SPORTS MEDICINE FOR SNOWBOARDING
Q: "I've been running and hiking all summer;
what else should I be
doing to get in shape for snowboarding season?"
A: Definitely stay with the aerobic conditioning, like running
and hiking, but you can mix it up with other activities, such as, elliptical
trainers, stair climbers and mt. biking, just to name a few. While aerobic exercise
does help your leg strength to a degree, it is more important for keeping you from
fatiguing on the slopes, giving you endurance. I'd suggest a good upper and lower
body workout in the gym as well. The following exercises listed below help to
comprise a good program for snowboarding fitness:
Legs
1. Squats - start with just your body weight for this
exercise, progress to using dumbbells, then the weight bar for added resistance.
Proper form is imperative for squats. Your squat posture should look like you are
sitting back into a chair, with your weight back on your heels. You should always be
able to see your toes, taking care not to bend your knees too far forward.
2. Lunges - are a great lower body exercise done by taking a
step forward with your left foot, approximately 2 to 3 feet forward of your right
foot....now slowly "kneel" by placing your right knee down towards the
floor, keeping your body upright. Let your right knee touch the ground.
Start with a stationary lunge, feet split, forward and back.
Progress to forward, side, diagonal and back lunges, to cover all planes of
movement. Then move onto walking lunges for a greater challenge.
Arms
3. Push ups - if the full push up position is too hard at
first start on your hands and knees (quadruped). This exercise will help strengthen
your arms, but can be used for abdominal strength as well. Perform 10 push ups, then
remain in the "up" position, not allowing your stomach/back to drop for 30
seconds, then perform 10 more push ups. Advance so you can hold your body rigid in
the "down" position as well.
4. Triceps exercise - these are also called "dips"
and will help you get up off the snow. Sit on a bench. Place your hands on the edge
of the bench, left hand on your left side and right on right, feet on the floor. Now
drop your butt off the bench toward the floor and allow your arms to bend, elbows
bend to 90 degrees...with your legs straight out in front of you...then straighten
the arms and lift the butt back up. Feet are on the floor, out in front of you, with
most of your weight on your heels and hands on the bench. Repeat.
This is the same motion as getting up off the ground, onto
your heel side of your board. Start with a low bench, and progress. Once you get
strong enough, you may do the exercise with your feet elevated onto a second bench
across from you.
5. Balance is very important, and contrary to popular
belief...you can practice to improve your balance. Try this easy exercise....place a
tennis ball under the ball of each foot. Now try to balance only on the tennis
balls, not allowing any other part of your foot to touch the ground. Hold onto
something solid until you are balanced. Progress onto performing small squats on the
tennis balls while remaining balanced. Move onto equipment, such as a Vew-Do board
to add a more dynamic component to your balance training. (http://www.vew-do.com/)

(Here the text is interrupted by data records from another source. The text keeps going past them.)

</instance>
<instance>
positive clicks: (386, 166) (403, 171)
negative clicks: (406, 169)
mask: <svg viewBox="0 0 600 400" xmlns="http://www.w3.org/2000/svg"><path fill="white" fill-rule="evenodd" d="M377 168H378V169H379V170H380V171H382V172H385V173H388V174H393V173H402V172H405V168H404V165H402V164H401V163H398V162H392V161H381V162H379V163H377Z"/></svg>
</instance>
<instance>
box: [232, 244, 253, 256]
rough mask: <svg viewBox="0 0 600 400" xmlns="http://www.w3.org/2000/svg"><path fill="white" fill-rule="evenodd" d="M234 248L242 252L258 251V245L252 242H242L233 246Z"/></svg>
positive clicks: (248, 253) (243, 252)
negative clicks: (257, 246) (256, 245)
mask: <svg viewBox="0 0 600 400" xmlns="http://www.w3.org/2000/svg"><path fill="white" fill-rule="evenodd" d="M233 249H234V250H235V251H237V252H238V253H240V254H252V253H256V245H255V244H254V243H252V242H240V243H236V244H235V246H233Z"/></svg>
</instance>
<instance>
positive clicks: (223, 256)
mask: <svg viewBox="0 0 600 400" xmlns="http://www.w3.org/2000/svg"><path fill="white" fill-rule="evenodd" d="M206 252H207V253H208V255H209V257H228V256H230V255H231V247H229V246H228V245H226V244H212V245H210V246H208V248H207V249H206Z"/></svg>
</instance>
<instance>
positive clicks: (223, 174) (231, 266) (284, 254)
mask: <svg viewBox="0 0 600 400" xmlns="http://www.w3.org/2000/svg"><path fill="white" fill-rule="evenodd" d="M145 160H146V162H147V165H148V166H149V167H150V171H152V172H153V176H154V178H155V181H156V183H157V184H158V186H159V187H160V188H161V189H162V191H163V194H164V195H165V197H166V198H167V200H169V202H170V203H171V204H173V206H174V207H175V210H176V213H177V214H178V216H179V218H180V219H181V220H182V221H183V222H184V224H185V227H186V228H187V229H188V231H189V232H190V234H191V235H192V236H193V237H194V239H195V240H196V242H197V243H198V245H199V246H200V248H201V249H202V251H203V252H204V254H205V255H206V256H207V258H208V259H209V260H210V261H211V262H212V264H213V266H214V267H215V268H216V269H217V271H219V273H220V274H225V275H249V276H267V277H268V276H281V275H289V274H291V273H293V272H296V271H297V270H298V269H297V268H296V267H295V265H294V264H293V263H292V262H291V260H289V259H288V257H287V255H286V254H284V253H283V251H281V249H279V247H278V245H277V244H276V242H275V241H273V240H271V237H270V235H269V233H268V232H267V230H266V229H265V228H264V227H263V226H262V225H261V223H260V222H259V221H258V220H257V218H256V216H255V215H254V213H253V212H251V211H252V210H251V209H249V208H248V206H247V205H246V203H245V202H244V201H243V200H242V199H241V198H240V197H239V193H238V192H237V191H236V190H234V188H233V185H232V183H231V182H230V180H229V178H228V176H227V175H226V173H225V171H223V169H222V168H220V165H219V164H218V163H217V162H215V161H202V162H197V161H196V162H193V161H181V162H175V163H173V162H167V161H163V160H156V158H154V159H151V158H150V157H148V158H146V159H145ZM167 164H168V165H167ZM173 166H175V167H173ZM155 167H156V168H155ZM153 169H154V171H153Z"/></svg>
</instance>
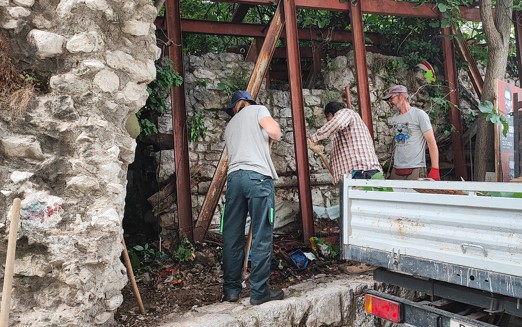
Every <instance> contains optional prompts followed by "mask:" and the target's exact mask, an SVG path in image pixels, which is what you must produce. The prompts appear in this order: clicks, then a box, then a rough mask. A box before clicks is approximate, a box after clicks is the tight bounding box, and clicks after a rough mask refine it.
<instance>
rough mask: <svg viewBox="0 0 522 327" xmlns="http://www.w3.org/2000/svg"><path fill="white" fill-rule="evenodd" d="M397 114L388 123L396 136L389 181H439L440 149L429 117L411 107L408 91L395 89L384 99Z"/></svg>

Both strength and aerobic training should be performed at
least 3 times per week. A good idea is to alternate days for your workouts, bike one
day, weight train the next. Aerobic workouts should be performed for at least 25 to
45 minutes at a time, to get the most out of them. Weight training usually starts
with 2-3 sets of 10 repetitions, and progresses to 4-5 sets of 10 reps. You can also
play around with your reps, for instance and perform lunges for 2 sets of 10 reps,
increasing to 2 sets of 15, then 2 sets of 20, then add 1-2 pound dumbbells in each
hand, and drop back down to 2 sets of 10 again.
Flexibility is very important to relieve training soreness and
decrease your chance of injury. Always perform a proper warm up and cool down,
incorporating stretches into that routine. Work with a trained professional, who can
help you use proper form, to avoid injury. Always consult with your doctor if you
are just starting a fitness program.
Jean Sapula is an active Level II Snowboard Instructor at Ski
Sundown in CT and has the following qualifications: M.Ed. (Masters in Education),
ATC (Athletic Trainer Certified), CSCS (Certified Strength and Conditioning
Specialist), Certified Athletic Trainer, and Strength and Conditioning Specialist
for HealthSouth Physical Therapy and Sports Medicine.